Rope was actually a film that caught the attention of the censors during the time of its release. In an article from The New York Times Thomas M. Pryor discusses how censors wanted the strangulation at the beginning of the film removed. It’s one of the first images the viewer gets in the film and is quite startling. The fact that the censors wanted it removed suggests the audiences would be shocked by it. The fact that a dead body is in the room at all times would also be unsettling to audiences.

Another element of the film that was controversial was the fact that Brandon and Phillip are gay. Mr. Laurents discusses the subtext of the story and the censoring of it:

Rope really comes from an English play by Patrick Hamilton called Rope’s End.

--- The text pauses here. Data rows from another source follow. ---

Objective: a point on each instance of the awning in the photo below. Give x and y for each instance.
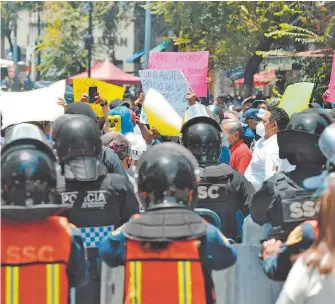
(261, 78)
(139, 56)
(135, 57)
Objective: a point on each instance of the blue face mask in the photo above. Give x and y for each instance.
(48, 136)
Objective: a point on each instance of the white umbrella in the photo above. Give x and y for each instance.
(5, 62)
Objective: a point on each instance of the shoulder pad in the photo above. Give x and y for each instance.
(295, 236)
(222, 170)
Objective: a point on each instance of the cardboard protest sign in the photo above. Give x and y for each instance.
(170, 83)
(331, 86)
(194, 66)
(161, 114)
(296, 97)
(108, 91)
(35, 105)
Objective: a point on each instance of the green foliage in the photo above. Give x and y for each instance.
(9, 10)
(232, 30)
(316, 70)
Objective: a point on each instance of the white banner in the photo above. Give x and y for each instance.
(35, 105)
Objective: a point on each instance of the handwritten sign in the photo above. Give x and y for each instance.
(170, 83)
(108, 91)
(194, 66)
(331, 86)
(296, 97)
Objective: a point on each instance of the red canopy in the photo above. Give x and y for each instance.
(108, 72)
(262, 78)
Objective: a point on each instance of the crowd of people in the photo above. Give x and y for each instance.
(83, 196)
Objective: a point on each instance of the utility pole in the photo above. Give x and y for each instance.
(15, 57)
(147, 37)
(38, 74)
(89, 38)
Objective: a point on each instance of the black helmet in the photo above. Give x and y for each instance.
(201, 134)
(299, 141)
(28, 175)
(166, 176)
(77, 142)
(216, 111)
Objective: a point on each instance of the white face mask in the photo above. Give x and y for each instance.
(260, 129)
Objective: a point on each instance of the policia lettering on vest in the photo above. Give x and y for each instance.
(100, 201)
(35, 269)
(170, 246)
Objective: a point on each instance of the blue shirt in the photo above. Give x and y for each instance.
(215, 253)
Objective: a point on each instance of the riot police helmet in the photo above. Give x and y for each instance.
(216, 111)
(28, 175)
(202, 135)
(167, 177)
(299, 141)
(78, 144)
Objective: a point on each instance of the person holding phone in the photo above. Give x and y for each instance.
(94, 97)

And I thought it was going to be easier than it was to make it American. The trouble was when you translated the English dialogue, it became very homosexual, unintentionally...What was curious to me was Rope is obviously about homosexuals. The word was never mentioned...It was referred to as “it.” They were going to do a picture about “it,” and the actors were “it”... The picture was much more successful in Europe ’cause I suppose in Europe, they were used to “it,” and we weren’t here...At that time, because of thing called “a legion of decency” and the Catholic Church, they had a watchdog of censors. And you had to be careful. There were certain rules... With Rope of course, you could never say that they were “it” (“Rope”).

Rupert was also supposed to be gay and to have had an affair with one of the boys. Mr. Laurents believes Mr. Stewart never had that subtext when playing the character: “He was very good as a detective but he had no relation to those boys at all” (“Rope”).  People may have caught on to the fact that Brandon and Phillip are gay. This would be quite shocking to them at the time, especially since Brandon and Phillip are central characters in the film. What also may have shocked them is, as Mr. Laurent says, that the film is a sophisticated portrayal of two gay men (“Rope”). Fortunately, they are not reduced to stereotypes.

                What made Rope exciting for its time were its experimental nature and the casting against type of James Stewart as the morally ambiguous Rupert Cadell. The themes of killing for intellectual thrills and of homosexuality were also elements that would have shocked audiences. The elements that were exciting for its time are still exciting today. Many of Alfred Hitchcock’s thrillers have this quality. Rope is sometimes thought of as a failed experiment but the film is a daring experiment in the macabre if there ever was one.